平 和 の 風  
北九州「平和の旅へ」合唱団・ニュース6号 (2005年8月21日)

第6回練習,2名の団員が増えました
 北九州「平和の旅へ」合唱団の第6回練習が,小倉南生涯学習センター音楽室で7月18日(月・祭)に行われました。 団員が2名増え,現在75名。 参加者は,指揮の森岡先生,ピアノの松本先生,歌い手等47名の,合計49名。 これまでの最高の参加者数でした。

9月の練習は,合同練習です
 9月4日,25日の練習は,福岡「平和の旅へ」合唱団との合同練習です。 4日(日)は,小倉南生涯学習センター。 25日(日)は,福岡市の金光教福岡教会(福岡市中央区荒戸2-2-49/地下鉄「大濠公園」下車・徒歩約1分)で行います。


渡辺千恵子さんのこと ・・・ 長野靖男さん
 「平和の旅へ」の創作に関わった「合唱団ながせん」の長野靖男さんが,長崎の「平和の旅へ」合唱団のニュースに掲載した原稿を,転載させていただきました。


               




 皆さんが「平和の旅へ」をうたう時の参考になるかも知れないと考えて、私が知る限りの千恵子さんについて、書き綴ってみます。

 千恵子さんの人生は、大きく4つの時期に区分けされます。 第一期は、生まれてから被爆までの、少女時代を含む16年間。 第二期は、被爆に打ちひしがれて、死ぬことばかりを願っていた最も多感な青春期(16歳から26歳)の10年間。 第三期は、友を得て、母とともに原水爆禁止運動に歩みつづけた、1955年から1977年までの22年間。 第4期は車椅子を乗りこなして自立できるようになってから、1993年に亡くなるまでの16年間。
 私が、千恵子さんと親しくお付き合いをさせていただいたのは、1985年から亡くなるまでの8年間でしたが、千恵子さんは繊細でありながら、どこか力強く、常に前向きな方でした。 私は常に太陽を向いて真っ直ぐに咲くひまわりのイメージを持ちました。
 少女時代の千恵子さんについては、詳しいことは聞いていませんが、かけっこが得意な、元気で活発な少女だったようです。 油屋町の八坂通りに下駄屋さんの娘として生まれました。
(この下駄屋さんは現在、千恵子さんの甥御さんが引き継がれて、長崎バス新地ターミナルビルの裏手にシューズショップとして営業していますので、皆さんも買いにいってあげて下さい)
 商家の娘らしく、おくんち・精霊流し・八坂ほおずき市など、お祭り好きでした。
 軍国主義の教育を受け、ご多分にもれず千恵子さんも軍国少女となり、女学生の時、学徒動員として働いていた三菱電機の工場で被爆ということになります。 これから先は、「平和のたびへ」にあるとおりです。
 
 生来の前向きで明るい性格、負けず嫌い。 そんな千恵子さんが原爆によって打ちひしがれた、被爆からの10年間。 「いつ死のうか。 そればっかり考える日々。 全く光明のない、生きる希望さえない孤独な苦しみの10年だった。
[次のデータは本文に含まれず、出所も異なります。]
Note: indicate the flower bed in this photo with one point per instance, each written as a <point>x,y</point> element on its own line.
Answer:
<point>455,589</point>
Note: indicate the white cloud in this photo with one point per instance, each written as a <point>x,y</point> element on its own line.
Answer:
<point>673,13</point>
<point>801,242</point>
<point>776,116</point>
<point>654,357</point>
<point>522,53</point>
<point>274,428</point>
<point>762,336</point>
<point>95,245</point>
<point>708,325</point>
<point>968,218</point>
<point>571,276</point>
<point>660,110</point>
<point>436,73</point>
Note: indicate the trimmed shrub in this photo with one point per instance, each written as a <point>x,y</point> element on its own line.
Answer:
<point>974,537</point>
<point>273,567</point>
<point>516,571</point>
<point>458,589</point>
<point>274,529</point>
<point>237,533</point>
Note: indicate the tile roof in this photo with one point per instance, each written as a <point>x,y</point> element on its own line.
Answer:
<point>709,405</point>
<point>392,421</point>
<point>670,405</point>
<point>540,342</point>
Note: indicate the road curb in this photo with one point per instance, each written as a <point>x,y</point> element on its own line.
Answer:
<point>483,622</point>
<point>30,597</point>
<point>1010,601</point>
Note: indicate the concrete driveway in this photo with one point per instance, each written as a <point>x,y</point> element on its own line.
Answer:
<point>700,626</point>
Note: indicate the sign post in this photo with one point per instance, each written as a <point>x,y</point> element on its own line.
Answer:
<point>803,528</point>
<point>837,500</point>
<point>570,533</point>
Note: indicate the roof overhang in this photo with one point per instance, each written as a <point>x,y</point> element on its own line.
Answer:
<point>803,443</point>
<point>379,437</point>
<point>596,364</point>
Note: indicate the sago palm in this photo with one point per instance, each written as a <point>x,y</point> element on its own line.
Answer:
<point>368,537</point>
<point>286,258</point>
」と述懐されています。
 しかし振り返って見ますと、彼女の60数年の人生のうち、打ちひしがれた期間というのは10年です。 (もっとも、この10年というのは、思いも及ばない10年ではありますが) 後の50年余は、常に明るく前向きに生きたということを、胸にきざんで歌いたいと思うのです。 そして、母の愛の大きさと強さ。 私は、女声の皆さんが「娘よ」を歌う時に思うことがあります。千恵子さんに「大会で証言を」という話があったときに、「娘をさらし者にする気ですか」と激しく怒ったお母さんのスガさん。 でも、その気持ちを乗り越えて、娘を励まし、しっかりと抱きかかえて、世界大会の壇上に立ち、「千恵子頑張れ! 千恵子しっかり!」と心の中で叫び続けた、母の強さと優しさを、うたって欲しいと、いつも思うのです。
 
 若者たちへの期待と信頼。 千恵子さんのそれは人生に裏打ちされた、徹底したものでした。 高校生の修学旅行への語り部活動に、何度か同行させてもらったことがあります。 ホテルの玄関に着きますと、大抵の場合、先生なりクラスの代表なりが迎えに来ていて、挨拶し、車椅子を押そうとします。 すると千恵子さんは「ちょっと待ってください」とその手を押しとめて、「失礼ですが、今日来ている生徒さんの中に、先生方が困っている、とか言うような生徒さんがいらっしゃいませんか?」と質問されます。 「います」と先生が答えますと、「じゃー、その生徒さんを呼んでください」と言われます。 いかにも、というような歩き方の生徒さんが先生に連れられてやってきます。 千恵子さんは握手を交わすと、「あなた、お願いしますね」と声をかけて、車椅子を押してもらいながら、会場に拍手に迎えられて入場し、約1時間の公演をします。 終わると、くだんの生徒さんが誰も言わないのにやってきて、車椅子を押して玄関へ、タクシーに乗るまで面倒をみて、深々と頭を下げて見送るのです。
 後日、「長野さんいらっしゃいよ」と、千恵子さんから電話があり、伺いますと、「来たわよ」と笑いながら手紙を見せてくださいます。 先日の生徒さんとご両親、学校の先生方からの、感謝の手紙です。 「あれからあの子が変わりました。 素直になり、よく勉強もするようになりました・・・」 「話を聞いた若者たちは、必ずそれに応えてくれる。 未来を築くのはこの若者たち。」 千恵子さんのこの言葉は、確かな実践に裏打ちされた言葉なのです。